14. The brain relies mainly on a constant supply of blood glucose to provide its energy needs. The inability of the
brain to use fatty acids as a fuel is due to the absence of the enzymes required for fatty acid oxidation and the
inability of the protein albumin to move from the blood into the brain.
15. Triacylglycerols (fats) provide considerably more energy per gram than carbohydrates and are the major form
of energy storage in humans.
16. To utilise the stored energy of triacylglycerols they must first be broken down into their components, glycerol
and fatty acids.
17. Fatty acids bind to albumin in the blood allowing them to be transported in a soluble form. These fatty acids
are converted to activated fatty acyl–CoA by the action of ATP and, two carbon atoms at a time, to acetyl–
CoA which then enters the TCA cycle in aerobic respiration.
18. The oxidation of fatty acids produces large quantities of energy in the form of ATP.
19. Fatty acid oxidation is in direct competition with glucose metabolism, competing for coenzyme A (CoA)
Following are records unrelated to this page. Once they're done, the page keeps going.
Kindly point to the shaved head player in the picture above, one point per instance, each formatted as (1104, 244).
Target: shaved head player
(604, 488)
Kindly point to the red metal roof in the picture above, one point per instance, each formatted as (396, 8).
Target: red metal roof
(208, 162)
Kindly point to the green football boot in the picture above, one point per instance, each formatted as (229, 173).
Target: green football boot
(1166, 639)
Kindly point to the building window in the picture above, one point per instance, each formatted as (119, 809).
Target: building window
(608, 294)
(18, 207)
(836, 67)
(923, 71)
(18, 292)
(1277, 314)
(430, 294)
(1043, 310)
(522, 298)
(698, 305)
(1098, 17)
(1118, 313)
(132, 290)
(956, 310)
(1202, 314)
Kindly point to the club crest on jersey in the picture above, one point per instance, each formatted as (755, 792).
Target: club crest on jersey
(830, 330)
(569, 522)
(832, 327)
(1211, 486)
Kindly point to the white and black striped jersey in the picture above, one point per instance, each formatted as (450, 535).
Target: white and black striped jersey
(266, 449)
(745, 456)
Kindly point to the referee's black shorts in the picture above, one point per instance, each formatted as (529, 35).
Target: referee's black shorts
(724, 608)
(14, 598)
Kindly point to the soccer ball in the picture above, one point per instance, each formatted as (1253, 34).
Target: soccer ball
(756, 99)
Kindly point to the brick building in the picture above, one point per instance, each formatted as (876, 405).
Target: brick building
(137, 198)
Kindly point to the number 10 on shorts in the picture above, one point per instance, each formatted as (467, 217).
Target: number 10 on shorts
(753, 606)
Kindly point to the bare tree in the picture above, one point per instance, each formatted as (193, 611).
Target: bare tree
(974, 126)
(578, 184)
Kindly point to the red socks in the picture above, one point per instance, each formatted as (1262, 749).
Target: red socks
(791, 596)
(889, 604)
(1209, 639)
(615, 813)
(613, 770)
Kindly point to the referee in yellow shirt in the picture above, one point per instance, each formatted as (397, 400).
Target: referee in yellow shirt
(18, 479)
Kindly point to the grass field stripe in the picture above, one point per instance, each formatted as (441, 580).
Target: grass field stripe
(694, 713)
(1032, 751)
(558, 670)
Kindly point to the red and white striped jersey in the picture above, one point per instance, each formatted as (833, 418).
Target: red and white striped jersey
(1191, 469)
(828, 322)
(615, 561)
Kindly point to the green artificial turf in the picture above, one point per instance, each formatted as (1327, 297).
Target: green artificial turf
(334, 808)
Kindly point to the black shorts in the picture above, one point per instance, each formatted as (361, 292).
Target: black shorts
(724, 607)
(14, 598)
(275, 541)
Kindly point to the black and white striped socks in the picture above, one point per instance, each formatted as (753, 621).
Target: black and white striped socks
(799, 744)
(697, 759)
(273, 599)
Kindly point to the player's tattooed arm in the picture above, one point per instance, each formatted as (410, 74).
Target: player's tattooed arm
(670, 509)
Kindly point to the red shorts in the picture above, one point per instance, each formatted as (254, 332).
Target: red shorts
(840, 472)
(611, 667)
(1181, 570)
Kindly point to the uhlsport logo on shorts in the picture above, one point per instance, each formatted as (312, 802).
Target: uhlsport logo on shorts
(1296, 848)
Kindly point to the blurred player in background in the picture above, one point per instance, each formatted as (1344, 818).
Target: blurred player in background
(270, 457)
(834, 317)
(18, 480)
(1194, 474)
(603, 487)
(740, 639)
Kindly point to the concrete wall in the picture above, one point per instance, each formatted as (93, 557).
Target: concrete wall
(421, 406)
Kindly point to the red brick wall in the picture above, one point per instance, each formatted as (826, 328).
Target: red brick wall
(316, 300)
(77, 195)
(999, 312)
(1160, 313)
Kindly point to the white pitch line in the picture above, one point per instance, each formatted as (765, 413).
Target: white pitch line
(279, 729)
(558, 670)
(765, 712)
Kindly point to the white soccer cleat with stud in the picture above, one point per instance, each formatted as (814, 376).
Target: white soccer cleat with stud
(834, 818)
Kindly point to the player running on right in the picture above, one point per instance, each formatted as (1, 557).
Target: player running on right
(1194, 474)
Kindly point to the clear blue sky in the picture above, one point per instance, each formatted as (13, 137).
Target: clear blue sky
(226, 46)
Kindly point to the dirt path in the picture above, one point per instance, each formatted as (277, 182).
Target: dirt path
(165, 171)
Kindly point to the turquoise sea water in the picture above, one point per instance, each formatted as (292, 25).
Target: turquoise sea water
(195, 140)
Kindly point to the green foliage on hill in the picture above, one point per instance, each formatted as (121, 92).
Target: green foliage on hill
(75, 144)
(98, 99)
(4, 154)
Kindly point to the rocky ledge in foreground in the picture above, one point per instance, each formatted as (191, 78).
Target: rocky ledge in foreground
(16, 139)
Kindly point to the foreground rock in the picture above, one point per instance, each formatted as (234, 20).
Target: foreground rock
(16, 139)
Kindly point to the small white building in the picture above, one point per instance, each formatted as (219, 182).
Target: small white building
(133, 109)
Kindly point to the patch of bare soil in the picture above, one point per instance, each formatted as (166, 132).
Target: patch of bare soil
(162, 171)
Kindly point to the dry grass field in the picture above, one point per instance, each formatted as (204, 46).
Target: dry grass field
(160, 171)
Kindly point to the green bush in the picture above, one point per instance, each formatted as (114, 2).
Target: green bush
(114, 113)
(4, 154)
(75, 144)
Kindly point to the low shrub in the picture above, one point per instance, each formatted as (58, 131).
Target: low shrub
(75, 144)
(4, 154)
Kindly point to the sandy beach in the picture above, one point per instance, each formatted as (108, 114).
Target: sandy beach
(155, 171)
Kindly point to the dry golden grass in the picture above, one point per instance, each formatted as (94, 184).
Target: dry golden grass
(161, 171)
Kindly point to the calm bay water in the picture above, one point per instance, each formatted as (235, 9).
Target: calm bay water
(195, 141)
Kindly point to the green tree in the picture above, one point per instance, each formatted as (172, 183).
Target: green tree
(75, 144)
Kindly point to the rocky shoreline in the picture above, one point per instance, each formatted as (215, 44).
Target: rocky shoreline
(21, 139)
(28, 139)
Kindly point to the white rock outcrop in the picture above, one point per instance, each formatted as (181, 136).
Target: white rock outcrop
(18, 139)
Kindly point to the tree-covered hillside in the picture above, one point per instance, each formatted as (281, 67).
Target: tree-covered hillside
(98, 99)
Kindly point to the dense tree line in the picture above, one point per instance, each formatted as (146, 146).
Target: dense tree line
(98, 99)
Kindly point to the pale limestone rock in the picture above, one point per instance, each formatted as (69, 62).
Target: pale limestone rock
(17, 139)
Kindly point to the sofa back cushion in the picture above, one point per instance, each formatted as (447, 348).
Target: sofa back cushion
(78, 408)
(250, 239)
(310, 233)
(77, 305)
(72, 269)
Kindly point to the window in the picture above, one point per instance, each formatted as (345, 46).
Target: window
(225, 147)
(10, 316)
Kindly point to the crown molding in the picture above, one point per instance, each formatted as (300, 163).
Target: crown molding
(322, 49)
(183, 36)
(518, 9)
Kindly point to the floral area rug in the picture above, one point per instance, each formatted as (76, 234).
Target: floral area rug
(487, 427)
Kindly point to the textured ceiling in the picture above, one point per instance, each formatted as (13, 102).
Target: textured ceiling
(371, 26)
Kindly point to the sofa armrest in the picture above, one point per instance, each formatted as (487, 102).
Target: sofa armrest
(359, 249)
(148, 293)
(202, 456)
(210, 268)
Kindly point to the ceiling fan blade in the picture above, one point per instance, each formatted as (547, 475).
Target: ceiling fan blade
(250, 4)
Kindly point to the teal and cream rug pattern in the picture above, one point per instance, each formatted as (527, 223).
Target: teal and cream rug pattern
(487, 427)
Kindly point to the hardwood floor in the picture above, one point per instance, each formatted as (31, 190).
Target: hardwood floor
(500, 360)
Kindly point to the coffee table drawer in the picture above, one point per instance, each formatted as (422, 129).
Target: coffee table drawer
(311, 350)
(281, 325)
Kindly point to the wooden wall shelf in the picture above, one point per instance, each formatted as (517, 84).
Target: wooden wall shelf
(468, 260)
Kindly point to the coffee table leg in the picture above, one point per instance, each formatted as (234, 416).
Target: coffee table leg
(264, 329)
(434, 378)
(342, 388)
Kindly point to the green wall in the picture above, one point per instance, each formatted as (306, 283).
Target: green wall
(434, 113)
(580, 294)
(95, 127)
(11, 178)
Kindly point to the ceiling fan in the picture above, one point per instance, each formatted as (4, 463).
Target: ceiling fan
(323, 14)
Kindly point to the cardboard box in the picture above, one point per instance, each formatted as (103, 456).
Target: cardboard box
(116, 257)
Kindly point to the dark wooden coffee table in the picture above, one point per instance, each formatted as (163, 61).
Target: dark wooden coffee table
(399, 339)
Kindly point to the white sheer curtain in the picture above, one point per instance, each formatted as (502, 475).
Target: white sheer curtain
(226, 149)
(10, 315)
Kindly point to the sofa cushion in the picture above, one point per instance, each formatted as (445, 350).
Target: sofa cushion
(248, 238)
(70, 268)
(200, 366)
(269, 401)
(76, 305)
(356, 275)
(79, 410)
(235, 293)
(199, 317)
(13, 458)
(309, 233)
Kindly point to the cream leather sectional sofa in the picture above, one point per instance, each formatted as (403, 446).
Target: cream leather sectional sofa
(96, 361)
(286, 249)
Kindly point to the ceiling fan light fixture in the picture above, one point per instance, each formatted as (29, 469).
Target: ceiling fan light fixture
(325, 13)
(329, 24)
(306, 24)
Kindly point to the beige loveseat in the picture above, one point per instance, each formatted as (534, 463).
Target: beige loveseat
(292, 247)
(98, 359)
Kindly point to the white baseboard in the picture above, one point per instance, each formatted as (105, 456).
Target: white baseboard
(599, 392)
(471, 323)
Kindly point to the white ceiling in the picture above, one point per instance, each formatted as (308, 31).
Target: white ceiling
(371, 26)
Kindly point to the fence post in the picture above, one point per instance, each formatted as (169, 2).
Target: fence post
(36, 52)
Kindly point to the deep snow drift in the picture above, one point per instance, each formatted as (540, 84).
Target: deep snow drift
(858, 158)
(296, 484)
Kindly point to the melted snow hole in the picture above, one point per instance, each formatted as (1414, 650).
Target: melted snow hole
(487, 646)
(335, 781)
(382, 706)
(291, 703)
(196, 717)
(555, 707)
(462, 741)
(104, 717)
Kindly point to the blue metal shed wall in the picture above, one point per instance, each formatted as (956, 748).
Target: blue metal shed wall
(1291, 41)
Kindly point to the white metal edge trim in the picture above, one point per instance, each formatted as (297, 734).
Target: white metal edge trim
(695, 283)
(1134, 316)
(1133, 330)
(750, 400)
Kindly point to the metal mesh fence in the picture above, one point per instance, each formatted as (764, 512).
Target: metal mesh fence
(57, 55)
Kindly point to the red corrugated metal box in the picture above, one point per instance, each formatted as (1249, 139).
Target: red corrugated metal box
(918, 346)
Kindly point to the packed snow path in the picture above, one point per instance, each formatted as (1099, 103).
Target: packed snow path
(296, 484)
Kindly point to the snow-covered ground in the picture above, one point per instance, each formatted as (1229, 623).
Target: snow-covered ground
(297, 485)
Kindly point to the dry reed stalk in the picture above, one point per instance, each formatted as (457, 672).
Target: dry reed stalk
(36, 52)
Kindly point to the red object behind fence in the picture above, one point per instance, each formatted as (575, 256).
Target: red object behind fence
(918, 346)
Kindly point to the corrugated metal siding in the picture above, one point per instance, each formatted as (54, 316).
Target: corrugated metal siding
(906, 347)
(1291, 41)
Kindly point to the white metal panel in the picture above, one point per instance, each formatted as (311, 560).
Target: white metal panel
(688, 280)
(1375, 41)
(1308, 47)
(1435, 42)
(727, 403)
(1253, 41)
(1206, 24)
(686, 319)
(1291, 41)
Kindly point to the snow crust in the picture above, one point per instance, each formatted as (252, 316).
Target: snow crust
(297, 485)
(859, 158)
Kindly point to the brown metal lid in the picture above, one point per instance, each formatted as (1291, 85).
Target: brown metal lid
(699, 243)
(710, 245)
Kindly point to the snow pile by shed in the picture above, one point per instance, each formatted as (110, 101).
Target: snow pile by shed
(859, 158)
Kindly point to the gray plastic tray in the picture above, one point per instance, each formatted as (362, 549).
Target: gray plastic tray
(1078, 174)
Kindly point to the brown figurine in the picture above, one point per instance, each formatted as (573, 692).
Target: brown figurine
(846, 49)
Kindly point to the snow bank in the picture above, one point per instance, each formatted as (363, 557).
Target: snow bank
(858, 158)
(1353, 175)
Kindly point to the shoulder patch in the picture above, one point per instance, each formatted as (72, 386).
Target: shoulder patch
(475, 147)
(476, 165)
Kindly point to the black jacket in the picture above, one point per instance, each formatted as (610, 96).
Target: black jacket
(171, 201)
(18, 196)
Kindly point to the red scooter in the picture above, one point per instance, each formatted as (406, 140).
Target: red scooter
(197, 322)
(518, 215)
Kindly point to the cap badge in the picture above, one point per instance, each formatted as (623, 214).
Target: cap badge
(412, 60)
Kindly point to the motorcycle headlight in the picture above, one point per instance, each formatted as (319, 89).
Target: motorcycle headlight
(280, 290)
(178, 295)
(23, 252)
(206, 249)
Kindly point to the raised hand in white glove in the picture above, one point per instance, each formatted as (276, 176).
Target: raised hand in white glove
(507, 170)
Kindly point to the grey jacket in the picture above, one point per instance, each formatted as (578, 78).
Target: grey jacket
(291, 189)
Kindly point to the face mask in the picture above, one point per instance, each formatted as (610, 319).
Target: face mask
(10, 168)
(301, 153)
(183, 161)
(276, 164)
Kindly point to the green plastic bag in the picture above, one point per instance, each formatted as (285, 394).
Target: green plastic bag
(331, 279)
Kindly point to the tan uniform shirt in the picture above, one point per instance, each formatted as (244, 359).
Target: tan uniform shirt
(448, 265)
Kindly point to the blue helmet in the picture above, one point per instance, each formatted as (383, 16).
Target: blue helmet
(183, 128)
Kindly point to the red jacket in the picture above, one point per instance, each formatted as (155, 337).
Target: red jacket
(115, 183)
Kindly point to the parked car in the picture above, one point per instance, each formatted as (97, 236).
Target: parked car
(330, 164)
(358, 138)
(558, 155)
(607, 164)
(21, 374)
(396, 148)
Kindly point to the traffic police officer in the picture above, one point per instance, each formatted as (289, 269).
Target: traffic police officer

which converts pyruvate to acetyl–CoA.
20. Coenzyme A (CoA) is a carrier molecule which attaches to acetyl and acyl groups.
21. The body tends to use:
anaerobic respiration when short bursts of intensive exercise are involved;
aerobic respiration for extended periods of less intensive exercise.
22. In glycolysis, stored glycogen is converted to glucose. This process can provide energy at a much greater rate
than oxidation in the TCA cycle and accompanying oxidative phosphorylation.
23. Anaerobic glycolysis leads to the production of lactic acid (2-hydroxypropanoic acid) or lactate ion. The
overall reaction is:
glucose + 2ADP + 2Pi

2lactate + 2ATP + 2H2O
24. Much of the resulting lactate is transported to the liver where it is converted to glucose
25. Lactate production is accompanied by a build-up of hydrogen ion concentration in muscles, resulting in a
lowering of the tissue pH. This lowering of pH is the cause of muscle fatigue and cramps.